Representatives who must vote on the OP governance chain during the snapshot period (from January 20, 2023, 00:00 UTC to July 20, 2023, 00:00 UTC).
A key detail to note here is that the on-chain voting standard was set after the previous airdrop period. Therefore, users who participated in the first round might think, "Okay, I've done what I needed to do for the airdrop; it's time to move on to the next thing." This is great because it helps analyze the retention statistics!
Only 22% of airdrop recipients had a token balance of 0! To me, this indicates that the wastefulness of this airdrop is far less than any previous ones. This supports my argument that retention rate is crucial, and the additional data from multiple airdrops is more useful than people think.
Airdrop 4
This airdrop was distributed to 23,000 addresses and had more interesting standards. Personally, I thought the retention rate would be high, but after some thought, I have a hypothesis about why it might be lower than expected:
You created NFTs for participating in transactions on the superchain. The total gas involved in NFT transfer transactions created by your address on the OP chain (OP Mainnet, Base, Zora) measured over the 365 days leading up to the airdrop deadline (from January 10, 2023, to January 10, 2024).

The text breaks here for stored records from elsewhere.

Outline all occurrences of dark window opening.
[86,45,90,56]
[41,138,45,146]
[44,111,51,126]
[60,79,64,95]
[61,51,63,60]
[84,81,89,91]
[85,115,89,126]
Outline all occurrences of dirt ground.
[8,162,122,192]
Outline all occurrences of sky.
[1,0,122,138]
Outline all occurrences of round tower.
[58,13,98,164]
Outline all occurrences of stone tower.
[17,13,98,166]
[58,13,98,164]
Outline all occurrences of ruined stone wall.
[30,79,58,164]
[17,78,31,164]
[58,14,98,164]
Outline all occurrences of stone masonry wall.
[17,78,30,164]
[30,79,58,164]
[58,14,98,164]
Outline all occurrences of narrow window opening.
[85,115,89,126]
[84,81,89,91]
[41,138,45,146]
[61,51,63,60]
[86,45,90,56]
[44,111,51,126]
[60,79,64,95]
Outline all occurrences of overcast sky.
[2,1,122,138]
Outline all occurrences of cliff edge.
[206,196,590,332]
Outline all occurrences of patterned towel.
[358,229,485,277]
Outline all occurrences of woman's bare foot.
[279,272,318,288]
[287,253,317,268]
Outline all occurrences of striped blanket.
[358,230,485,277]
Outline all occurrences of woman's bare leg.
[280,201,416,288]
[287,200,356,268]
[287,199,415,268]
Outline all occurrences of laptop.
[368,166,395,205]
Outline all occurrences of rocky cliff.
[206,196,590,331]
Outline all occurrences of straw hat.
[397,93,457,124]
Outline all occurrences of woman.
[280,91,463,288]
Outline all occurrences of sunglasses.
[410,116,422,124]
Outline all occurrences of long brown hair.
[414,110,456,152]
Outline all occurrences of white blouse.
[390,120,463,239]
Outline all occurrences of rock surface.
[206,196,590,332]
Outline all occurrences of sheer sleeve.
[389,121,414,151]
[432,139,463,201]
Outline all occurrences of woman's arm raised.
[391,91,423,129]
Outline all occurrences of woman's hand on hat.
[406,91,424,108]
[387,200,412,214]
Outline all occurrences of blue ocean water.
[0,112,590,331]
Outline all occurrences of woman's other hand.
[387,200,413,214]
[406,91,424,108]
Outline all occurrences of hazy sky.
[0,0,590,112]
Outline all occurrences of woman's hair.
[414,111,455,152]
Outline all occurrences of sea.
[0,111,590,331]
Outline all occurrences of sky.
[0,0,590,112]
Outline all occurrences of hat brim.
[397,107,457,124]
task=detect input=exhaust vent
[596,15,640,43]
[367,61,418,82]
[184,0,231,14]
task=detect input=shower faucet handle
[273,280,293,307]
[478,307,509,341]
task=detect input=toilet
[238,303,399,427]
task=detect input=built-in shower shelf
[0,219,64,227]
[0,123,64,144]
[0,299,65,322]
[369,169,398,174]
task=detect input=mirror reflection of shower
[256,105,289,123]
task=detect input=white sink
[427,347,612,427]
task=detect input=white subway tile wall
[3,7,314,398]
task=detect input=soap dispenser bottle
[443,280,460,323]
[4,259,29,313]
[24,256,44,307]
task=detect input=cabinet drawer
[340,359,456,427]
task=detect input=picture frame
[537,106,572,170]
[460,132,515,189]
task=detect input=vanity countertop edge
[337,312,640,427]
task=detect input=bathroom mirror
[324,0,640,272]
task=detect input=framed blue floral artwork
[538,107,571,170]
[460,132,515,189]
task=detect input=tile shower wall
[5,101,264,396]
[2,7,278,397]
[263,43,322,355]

You created appealing NFTs on the Ethereum mainnet. The total gas amount on Ethereum L1 involved in transactions related to NFT transfers created by your address over the past 365 days (from January 10, 2023, to January 10, 2024) before the airdrop deadline.

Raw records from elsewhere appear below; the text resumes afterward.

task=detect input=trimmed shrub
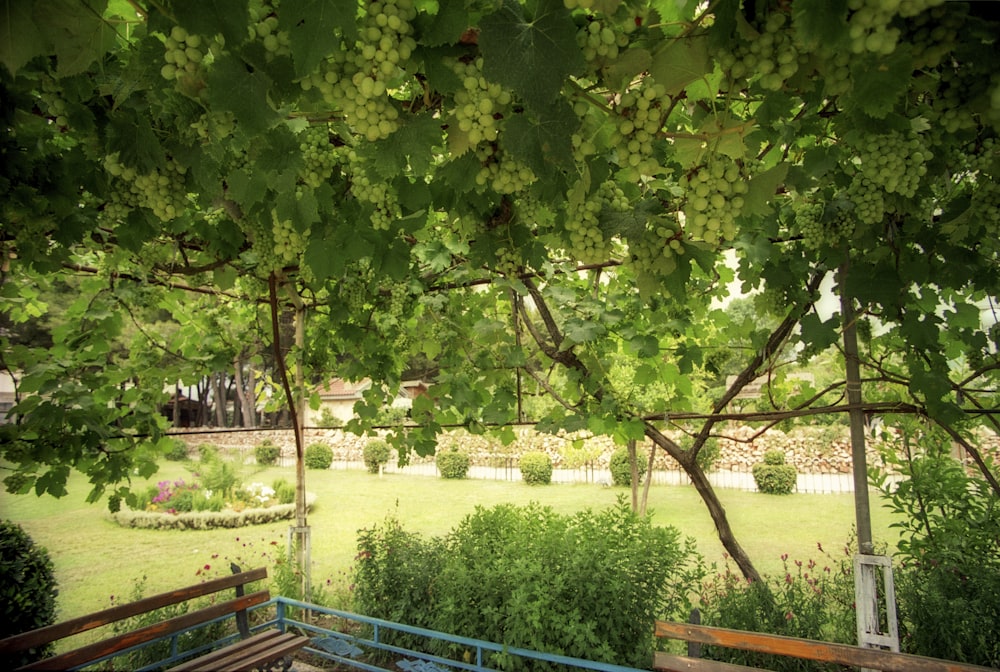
[434,446,469,478]
[305,443,333,469]
[751,450,796,495]
[253,439,281,467]
[163,439,188,462]
[271,478,295,504]
[361,439,392,474]
[519,450,552,485]
[354,499,703,671]
[608,446,648,488]
[0,520,59,669]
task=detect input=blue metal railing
[90,597,641,672]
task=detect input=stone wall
[177,426,1000,474]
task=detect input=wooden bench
[653,621,992,672]
[0,565,309,672]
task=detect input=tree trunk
[646,424,761,581]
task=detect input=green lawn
[0,463,895,620]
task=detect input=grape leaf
[743,163,788,216]
[278,0,358,77]
[0,0,49,75]
[33,0,115,76]
[844,45,913,119]
[649,36,713,96]
[479,0,583,108]
[205,54,278,136]
[792,0,849,47]
[172,0,250,49]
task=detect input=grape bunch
[680,159,748,245]
[565,183,611,264]
[612,77,666,175]
[719,12,801,91]
[250,0,292,61]
[847,0,944,56]
[576,16,635,64]
[857,131,931,198]
[300,0,416,142]
[846,173,886,226]
[345,149,402,231]
[104,152,187,222]
[160,26,210,81]
[452,58,512,147]
[792,198,854,250]
[271,209,311,270]
[299,124,341,188]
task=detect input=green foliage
[608,447,646,487]
[355,501,702,670]
[876,432,1000,667]
[108,577,226,670]
[750,450,797,495]
[434,446,469,478]
[163,439,188,462]
[700,544,857,672]
[305,443,333,469]
[0,520,59,666]
[253,440,281,467]
[518,451,552,485]
[271,478,295,504]
[360,439,392,474]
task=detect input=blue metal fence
[97,597,641,672]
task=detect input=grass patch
[0,463,897,620]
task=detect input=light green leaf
[649,35,713,96]
[479,0,583,109]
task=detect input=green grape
[611,77,666,175]
[719,12,803,91]
[680,159,748,245]
[451,58,513,146]
[299,124,343,188]
[857,131,931,198]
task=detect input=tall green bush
[355,500,702,670]
[303,443,333,469]
[876,427,1000,667]
[750,450,797,495]
[361,439,392,474]
[253,439,281,467]
[434,446,469,478]
[518,450,552,485]
[0,520,59,669]
[608,447,647,487]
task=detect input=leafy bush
[518,451,552,485]
[355,500,702,670]
[163,438,188,462]
[304,443,333,469]
[608,447,647,487]
[0,520,59,669]
[253,439,281,467]
[700,544,856,672]
[198,443,220,464]
[751,450,796,495]
[271,478,295,504]
[361,439,392,474]
[876,427,1000,667]
[434,446,469,478]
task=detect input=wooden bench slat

You would certainly think that those who create NFT contracts would be a good indicator, right? Unfortunately, that is not the case. The data indicates the opposite.

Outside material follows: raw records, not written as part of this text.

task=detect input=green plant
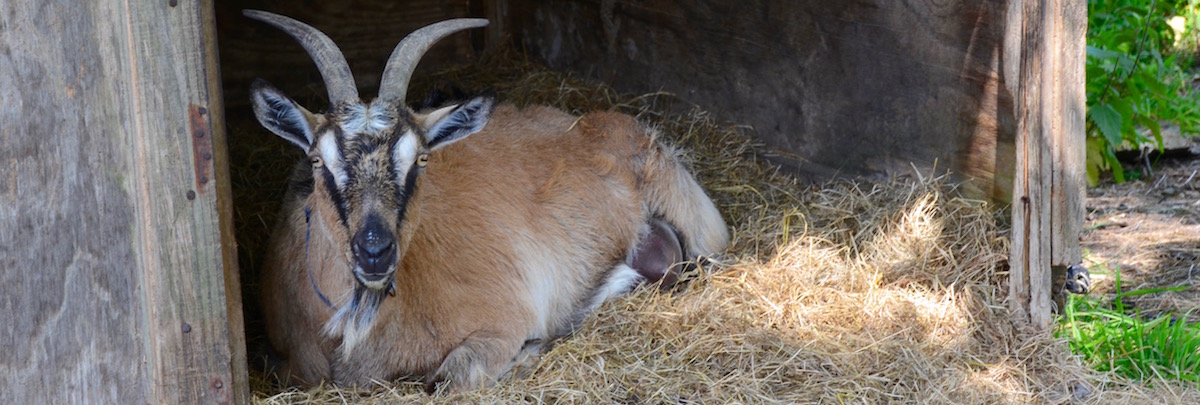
[1086,0,1200,185]
[1057,267,1200,386]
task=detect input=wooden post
[0,0,248,404]
[1003,0,1087,328]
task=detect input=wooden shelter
[0,0,1086,404]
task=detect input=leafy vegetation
[1086,0,1200,185]
[1057,266,1200,386]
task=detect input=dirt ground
[1080,138,1200,320]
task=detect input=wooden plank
[1006,0,1086,328]
[124,0,248,404]
[0,0,247,404]
[496,0,1015,200]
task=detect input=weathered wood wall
[1004,0,1087,328]
[0,0,247,404]
[496,0,1015,200]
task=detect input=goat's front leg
[425,331,524,393]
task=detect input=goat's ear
[250,79,317,151]
[418,93,496,151]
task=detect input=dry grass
[234,46,1200,404]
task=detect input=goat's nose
[354,219,396,274]
[354,230,395,258]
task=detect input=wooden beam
[0,0,248,404]
[1004,0,1087,328]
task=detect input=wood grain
[1006,0,1086,328]
[501,0,1015,201]
[0,0,247,404]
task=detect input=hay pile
[234,53,1200,404]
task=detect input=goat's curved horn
[241,10,359,105]
[379,18,487,104]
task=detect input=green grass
[1057,267,1200,387]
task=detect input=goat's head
[245,11,494,291]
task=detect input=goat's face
[251,80,494,291]
[244,10,496,291]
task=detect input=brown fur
[262,105,730,391]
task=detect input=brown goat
[246,11,730,391]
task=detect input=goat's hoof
[1063,265,1092,294]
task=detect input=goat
[245,11,730,392]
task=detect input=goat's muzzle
[350,216,396,290]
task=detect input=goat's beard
[322,277,396,356]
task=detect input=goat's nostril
[354,231,396,258]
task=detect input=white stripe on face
[391,131,421,180]
[317,132,349,189]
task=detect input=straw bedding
[230,52,1200,404]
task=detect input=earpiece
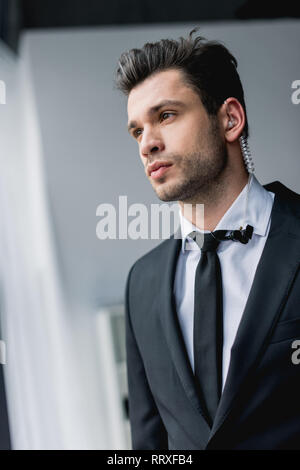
[227,120,235,129]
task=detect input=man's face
[127,69,228,202]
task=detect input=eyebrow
[127,100,184,132]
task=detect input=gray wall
[22,20,300,309]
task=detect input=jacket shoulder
[264,181,300,218]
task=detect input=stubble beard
[153,119,228,204]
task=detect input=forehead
[127,69,200,119]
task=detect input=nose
[140,129,165,157]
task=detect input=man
[117,32,300,450]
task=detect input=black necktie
[189,225,253,425]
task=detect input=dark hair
[115,28,248,137]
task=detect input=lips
[148,162,172,176]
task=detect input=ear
[219,97,246,143]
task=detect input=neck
[178,160,249,231]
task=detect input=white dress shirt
[174,175,275,390]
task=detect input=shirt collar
[179,174,274,252]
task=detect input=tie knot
[189,231,221,251]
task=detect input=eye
[160,111,174,121]
[133,129,142,139]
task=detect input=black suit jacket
[126,182,300,450]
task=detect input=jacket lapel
[209,188,300,442]
[159,232,210,440]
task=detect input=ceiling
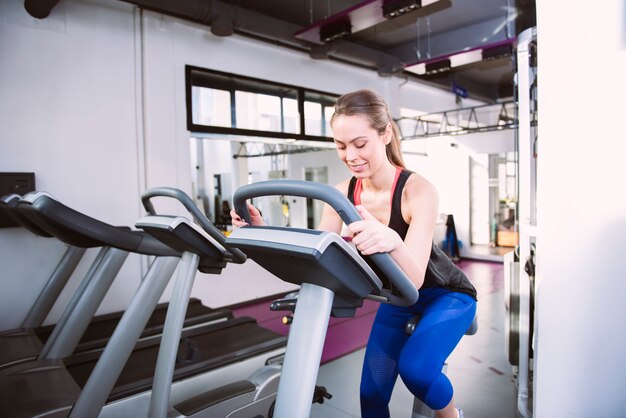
[222,0,535,102]
[29,0,536,103]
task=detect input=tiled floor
[311,261,517,418]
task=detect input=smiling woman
[231,90,476,418]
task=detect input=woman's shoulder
[335,177,352,195]
[404,171,437,194]
[402,172,439,207]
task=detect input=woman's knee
[398,356,443,399]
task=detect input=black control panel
[0,173,35,228]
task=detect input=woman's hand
[348,205,402,255]
[230,203,265,228]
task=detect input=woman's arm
[317,179,350,234]
[348,175,439,289]
[230,203,265,228]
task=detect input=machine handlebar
[233,180,419,306]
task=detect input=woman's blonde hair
[330,89,405,168]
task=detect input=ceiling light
[320,19,352,42]
[383,0,422,19]
[482,44,513,61]
[450,49,483,67]
[425,58,451,75]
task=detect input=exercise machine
[0,195,285,417]
[129,180,418,418]
[0,193,232,368]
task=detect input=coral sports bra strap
[348,167,402,205]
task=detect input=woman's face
[332,115,391,178]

While the situation is not as bad as airdrop 2, we took a significant step back in retention rate compared to airdrop 3.
My hypothesis is that if they had applied extra filtering for NFT contracts marked as spam or with some "legitimacy," these numbers would have improved significantly. This standard is too broad. Additionally, since tokens were directly airdropped to these addresses (without requiring a claim), you find a situation where scam NFT creators think, "Wow, this is free money. Time to sell."
Conclusion
As I wrote this article and gathered data myself, I managed to prove/disprove some of my assumptions, which turned out to be very valuable. In particular, the quality of your airdrop is directly related to your filtering standards. Those trying to create a universal "airdrop score" or use advanced machine learning models will fail due to inaccurate data or a lot of false positives. Machine learning is great until you try to understand how it arrived at its conclusions.
While writing the scripts and code for this article, I obtained data from the Starkware airdrop, which was also an interesting exercise. I will discuss this in the next article. The key points the team should learn from this are:
Stop doing one-off airdrops! This is like shooting yourself in the foot. You want to deploy incentive measures similar to A/B testing. Iterate extensively and leverage past experiences to guide your future goals.
By establishing standards based on past airdrops, you will improve your efficiency. In fact, give more tokens to those holding tokens in the same wallet. Make it clear to your users that they should stick to one wallet and only change wallets when absolutely necessary.
Obtain better data to ensure smarter and higher-quality airdrop segmentation. Bad data = bad results. As we saw in the article above, the lower the "predictability" of the standards, the better the retention rate results.